I was struck by how little self-reflection there seemed to be on the role of journalists in facilitating a culture in which police shootings of civilians have been largely unscrutinized and rarely prosecuted. If police departments have sometimes made official statements with more concern for public relations than truth creating an environment of mistrust between police and the communities they serve, and if this has been the case for years, then surely the media, in not digging into the facts, deserves some share of the blame.
For almost six minutes the panel discusses the mis-information that was officially released by the police department as if there were only two possible options for a news organization– relying entirely on official and perhaps biased accounts or hoping a citizen will come forward with a shaky Iphone video. The panel seems to be in agreement that the only way the public can know what happens with police is to put body cameras on them. Only David Brooks near the very end of the segment suggests that it is incumbent upon journalists to independently verify reports from official sources. He expresses hope that the media would have done its job in this case. Given how little soul searching “the press” seem to have done on this program, I am skeptical that this would have been the case.
We are starting to have an important conversation about poverty, authority, policing and race.

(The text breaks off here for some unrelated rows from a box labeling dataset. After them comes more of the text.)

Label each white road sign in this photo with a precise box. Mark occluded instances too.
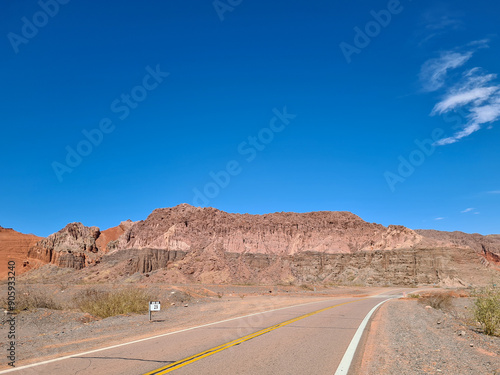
[149,301,160,311]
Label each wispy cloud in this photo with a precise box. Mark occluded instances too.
[417,5,463,46]
[420,39,500,146]
[420,51,473,92]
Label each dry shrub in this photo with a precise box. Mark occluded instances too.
[74,289,155,318]
[300,284,314,291]
[418,292,453,310]
[474,285,500,336]
[2,290,62,312]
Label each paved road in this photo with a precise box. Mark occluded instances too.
[7,291,406,375]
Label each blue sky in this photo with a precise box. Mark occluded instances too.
[0,0,500,236]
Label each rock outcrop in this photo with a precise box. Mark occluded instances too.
[28,223,102,269]
[113,204,428,256]
[16,204,500,285]
[0,227,43,280]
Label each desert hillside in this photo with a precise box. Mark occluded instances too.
[10,204,500,285]
[0,227,42,279]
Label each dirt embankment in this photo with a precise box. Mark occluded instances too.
[357,298,500,375]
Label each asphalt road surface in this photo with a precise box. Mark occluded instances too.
[6,290,401,375]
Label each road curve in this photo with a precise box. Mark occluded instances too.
[6,291,406,375]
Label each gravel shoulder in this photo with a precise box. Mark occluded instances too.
[0,286,375,369]
[355,298,500,375]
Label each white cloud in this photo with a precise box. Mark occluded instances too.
[420,51,473,91]
[424,53,500,146]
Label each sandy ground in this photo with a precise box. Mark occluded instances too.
[357,298,500,375]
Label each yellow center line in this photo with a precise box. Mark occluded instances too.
[144,298,366,375]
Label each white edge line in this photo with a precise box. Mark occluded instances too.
[335,297,397,375]
[0,297,348,374]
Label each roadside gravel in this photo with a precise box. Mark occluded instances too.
[0,286,366,369]
[358,298,500,375]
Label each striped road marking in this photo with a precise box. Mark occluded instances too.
[144,298,366,375]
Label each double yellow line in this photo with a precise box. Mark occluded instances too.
[144,298,360,375]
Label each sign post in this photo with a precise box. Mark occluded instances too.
[149,301,160,321]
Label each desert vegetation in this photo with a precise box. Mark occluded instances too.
[412,292,453,310]
[474,284,500,336]
[73,288,155,318]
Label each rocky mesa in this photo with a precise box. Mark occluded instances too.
[14,204,500,285]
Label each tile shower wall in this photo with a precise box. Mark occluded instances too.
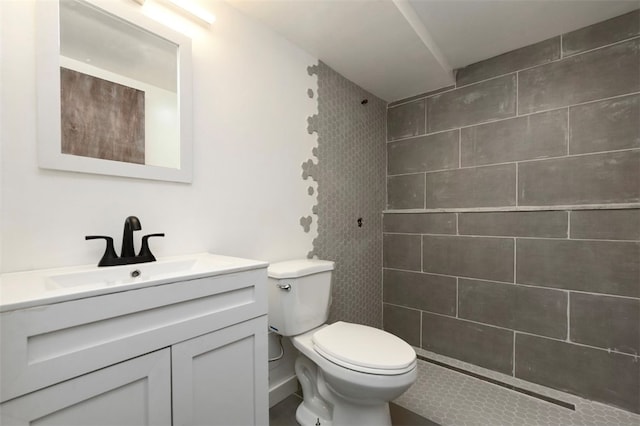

But there is an important element of his story that I think deserves a great deal more discussion. In an article last month The Guardian lamented what it called “the slow death of the great American newsroom” in an article that opened like this:
In the past decade, as a percentage, more print journalists have lost their jobs than workers in any other significant American industry. (That bad news is felt just as keenly in Britain where a third of editorial jobs in newspapers have been lost since 2001.) The worst of the cuts, on both sides of the Atlantic, have fallen on larger local daily papers at what Americans call metro titles. A dozen historic papers have disappeared entirely in the US since 2007, and many more are ghost versions of what they used to be, weekly rather than daily, freesheets rather than broadsheets, without the resources required to hold city halls to account or give citizens a trusted vantage on their community and the world.
For a decade or more we have been laying off all of the watchdogs and making professional news into an increasingly entertainment-driven medium. If TV news would have been “stuck” covering the story with only police reports it is because we’ve dismantled the means by which we could question those accounts.